Miscanthus grows up to a height of 4 to 5 feet, and has a spread of 2 to 3 feet when mature. It grows well in well-drained soil and under full sun, although it can also grow in clayey soil as well. The most important consideration while growing this versatile grass is moisture. It is popular for its orange-red fall color. It bears medium green color blades with a reddish tinge that starts changing into a more reddish hue as the summer approaches. By fall, it adorns its orange-red color that gives its common name―'flame grass'. With its burgundy foliage and creamy-white seed plumes that grow well through winter months, they add a striking feature to a garden during the cold season.
Japanese Forest Grass
Also known as the Hakone grass, Japanese forest grass is a hardy ornamental grass for USDA zones 5 to 9. Although it is a spreading variety, it grows slowly and is more restricted in the area that it may spread out to. It grows to about 16 to 24 inches, with a spread of 18 to 24 inches. It has striking variegated golden leaves that tend to droop to one side. It grows well in shaded regions during the summer months, and under bright sunlight during the winter months. It requires moist, fertile, and humus-rich soil.
All Gold Grass
All gold grass is a dwarf variety of Japanese forest grass. It bears bamboo-like leaves that are bright gold in color under full sun, and yellowish green in shade. In the cooler days of autumn, the grass bears a striking reddish color inflorescence. When fully mature, it attains a height of 9 to 14 inches with a spread of 18 to 20 inches. It is a grass that grows at moderate rate. It is most suited to moist, well-drained, and fertile soil. Its golden foliage, that has a metal-like shiny quality, makes it stand out in the garden.
A Few Considerations
For easy maintenance, choose clump growing ornamental grasses than those of the spreading varieties. Avoid running or spreading grasses, like ribbon grass, unless you want to use the ornamental grass as ground cover.

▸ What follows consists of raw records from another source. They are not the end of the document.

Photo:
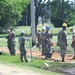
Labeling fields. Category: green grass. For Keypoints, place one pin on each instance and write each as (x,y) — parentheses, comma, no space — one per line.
(36,66)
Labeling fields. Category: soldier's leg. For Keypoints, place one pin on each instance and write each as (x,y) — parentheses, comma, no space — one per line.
(13,49)
(24,54)
(74,53)
(9,47)
(63,49)
(21,57)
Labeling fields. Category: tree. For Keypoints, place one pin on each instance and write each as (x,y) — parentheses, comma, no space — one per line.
(11,12)
(40,10)
(60,15)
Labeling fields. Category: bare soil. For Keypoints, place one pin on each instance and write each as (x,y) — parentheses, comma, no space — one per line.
(55,56)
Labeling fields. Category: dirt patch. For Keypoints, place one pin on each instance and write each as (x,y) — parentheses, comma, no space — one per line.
(56,55)
(7,70)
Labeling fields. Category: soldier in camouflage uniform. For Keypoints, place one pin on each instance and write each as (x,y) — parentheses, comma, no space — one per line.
(22,47)
(62,40)
(12,35)
(9,41)
(73,41)
(38,38)
(42,39)
(47,40)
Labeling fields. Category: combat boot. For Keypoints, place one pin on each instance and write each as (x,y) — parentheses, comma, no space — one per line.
(62,59)
(21,60)
(73,57)
(26,60)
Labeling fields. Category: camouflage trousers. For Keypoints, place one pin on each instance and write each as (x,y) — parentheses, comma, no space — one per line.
(22,53)
(63,50)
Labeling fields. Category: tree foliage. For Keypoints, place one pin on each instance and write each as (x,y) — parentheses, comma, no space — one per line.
(57,13)
(11,12)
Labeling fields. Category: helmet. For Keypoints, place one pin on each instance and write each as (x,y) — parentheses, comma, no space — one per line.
(39,29)
(43,28)
(64,25)
(71,28)
(22,32)
(47,27)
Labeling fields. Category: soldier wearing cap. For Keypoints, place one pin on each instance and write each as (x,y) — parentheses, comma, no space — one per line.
(62,40)
(38,38)
(47,40)
(42,38)
(12,34)
(8,37)
(22,46)
(73,40)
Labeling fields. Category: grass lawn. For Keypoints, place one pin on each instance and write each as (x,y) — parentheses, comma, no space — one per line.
(37,64)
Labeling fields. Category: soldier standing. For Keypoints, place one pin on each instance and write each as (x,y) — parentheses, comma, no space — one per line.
(47,40)
(62,40)
(38,38)
(12,34)
(42,38)
(9,41)
(22,47)
(73,41)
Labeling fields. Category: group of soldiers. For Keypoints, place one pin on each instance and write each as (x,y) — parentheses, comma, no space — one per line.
(44,37)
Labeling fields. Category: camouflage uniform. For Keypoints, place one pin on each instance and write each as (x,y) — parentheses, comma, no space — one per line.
(47,42)
(38,39)
(62,40)
(12,43)
(22,48)
(42,42)
(73,45)
(9,42)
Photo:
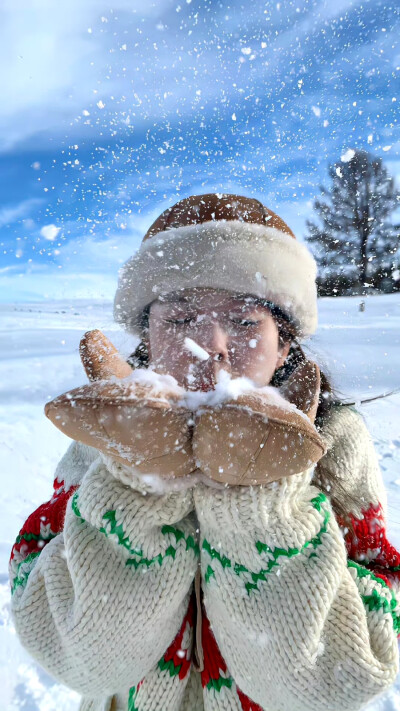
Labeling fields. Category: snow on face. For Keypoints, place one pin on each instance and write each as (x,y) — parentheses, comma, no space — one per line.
(197,350)
(196,333)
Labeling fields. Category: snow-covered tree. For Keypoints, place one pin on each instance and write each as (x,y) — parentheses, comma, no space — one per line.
(353,239)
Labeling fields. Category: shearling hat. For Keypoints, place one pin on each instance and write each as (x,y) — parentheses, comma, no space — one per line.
(226,242)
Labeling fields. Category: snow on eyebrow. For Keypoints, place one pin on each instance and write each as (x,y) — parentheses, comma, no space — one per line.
(197,350)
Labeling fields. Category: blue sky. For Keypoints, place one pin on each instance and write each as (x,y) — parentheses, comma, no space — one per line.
(112,112)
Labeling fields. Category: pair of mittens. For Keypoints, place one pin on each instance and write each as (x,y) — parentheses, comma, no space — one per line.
(141,418)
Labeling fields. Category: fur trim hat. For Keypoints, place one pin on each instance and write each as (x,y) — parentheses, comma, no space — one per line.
(226,242)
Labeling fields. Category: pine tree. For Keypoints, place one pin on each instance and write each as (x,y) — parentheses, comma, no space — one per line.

Ornamental grasses do not require too much care. Once you have planted them in your garden you may be required to water them for a couple of months till they get established. They do not require fertilizers or pesticides to be added, although some might do good in humus-rich soil. However, it is always good to plant them with proper spacing in order to enable their distinctive forms to stand out.
Gardening ornamental grasses can increase the beauty of your garden manifold. Many wild grasses, like St. Augustine and Buffalo Grass, have made their way into gardens as ornamental grasses. With a wide variety to choose from, and also due to the fact that they require very little care, ornamental plants are becoming an asset for garden lovers.